It is probably true that education and schools change as time goes on. Nowadays, although differences exist in the educational systems of China and those of the western world, they share many things in common. But what did children in ancient China learn and how did they learn? Back to the time when countries were still isolated by physical distance and English was not a popular world language as it is today, education in China was completely different from education today.
A brief history of schools in China
Pictographic characters were invented in China in about 3000 B.C. This also marks the beginning of school education. Back then, education was provided only by the government. Two thousand years later, Confucius, one of the earliest and the greatest teacher in China, pushed education a step forward. He valued education a lot and taught many students who later became highly influential in their fields. The ideas about education he proposed and practiced, such as “teach students in accordance with their aptitude” and “make no social distinctions in teaching” are still of significance for today.
A great achievement of Confucius is that he established the first “private school”, which gave every one an opportunity to receive education. After him, there were two educational groups: an official and a private system. Partly influenced by Confucianism, (and partly by the dynasty regime), education in China has long been considered as a mean to start one’s official career and to help the emperor to run the country. The system also highly valued instructions from the previous great minds. Therefore, schools mainly taught classics from the ancient times.
What did they learn?
Let’s come back to today’s topic: children’s education. What did children learn in ancient China? Kids began their education by learning to read and write characters. They went to private schools held by local teachers, who usually passed the primary level imperial examination. Three textbooks were taught: “Three-Characters Classic”, “The book of Family Names” and “Thousand-Character Classic”. In this period, students learned to read and write commonly used characters, core ethical values, as well as common sense. Take the first one, “Three Character Classic” as an example, it is perhaps the most popular children’s book in China. It briefly tells many classical stories with an easy expression as a rhyme. These stories teach children how to behave. Students were supposed to memorize every line of the three classics, even though they couldn’t understand them. Then, teachers would teach them more advanced classical books, such as “The Analects of Confucius”, and other well-known collections by great philosophers, politicians, and poets. Other very important classics taught in elementary schools are the so-called “The Four Books” and “the Five Classics”, which covers all the important topics and thoughts considered as orthodox by the mainstream society.
How was it taught?
Elementary school in ancient China was completely different from schools we know of today. In fact, it is more like a homeschool with private tutors. You don’t need to have a certificate in education to teach, but usually you have to pass the imperial examination at the county level. Because those who passed this test would get the title of “Xiù cái”, teachers at private elementary schools are commonly referred as “Xiù cái”.
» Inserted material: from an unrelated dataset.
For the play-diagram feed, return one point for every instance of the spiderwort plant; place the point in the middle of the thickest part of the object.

Of course, “Xiù cái ” is just the beginning level. There are more national tests to take, and if you pass them you would get higher titles. This is similar to the educational background in modern society. Probably ” Xiù cái ” is similar to a bachelor degree. But the former is closely linked with one’s official career because the ultimate goal of taking the imperial examinations is to get a position in the government.
So how did teachers teach? The most common way is to teach by memorizing and reciting. Teachers usually read a paragraph to the students, then, they read together. The most important thing is whether you can recite the paragraph without making any mistake. Teachers believed that kids would finally understand the meaning after they read a book enough times. And as children grow up, they would finally understand the deeper hidden meaning. Another important thing is to teach the students how to behave properly.
When a student has mastered all the basic classics, they would leave the elementary schools and move on to education institutions at a higher level. Some of these institutions were funded by the government, some were private. But no matter where a student studied, the final goal is the same: to take the national examinations level by level and become a public servant. This bottom-up examination system was a great invention of ancient China. It helped the government to select people with ability nationwide rather than just from a few elite families. But, because the examination only aimed to test candidates’ certain ability, such as their understanding of the classics and their writing skill, the system gradually locked people’s mind and narrowed down their horizons. This finally became a serious problem that slowed down and even stopped society’s progress.
In today’s school education, classics is only a section of the Chinese literature class. But there is still a national examination system which allows students to get into university. However, parents still attach great importance to their children’s education and competition can be intense. Kids start to take different classes after school since they are very young. Times may have changed but traditions always go on.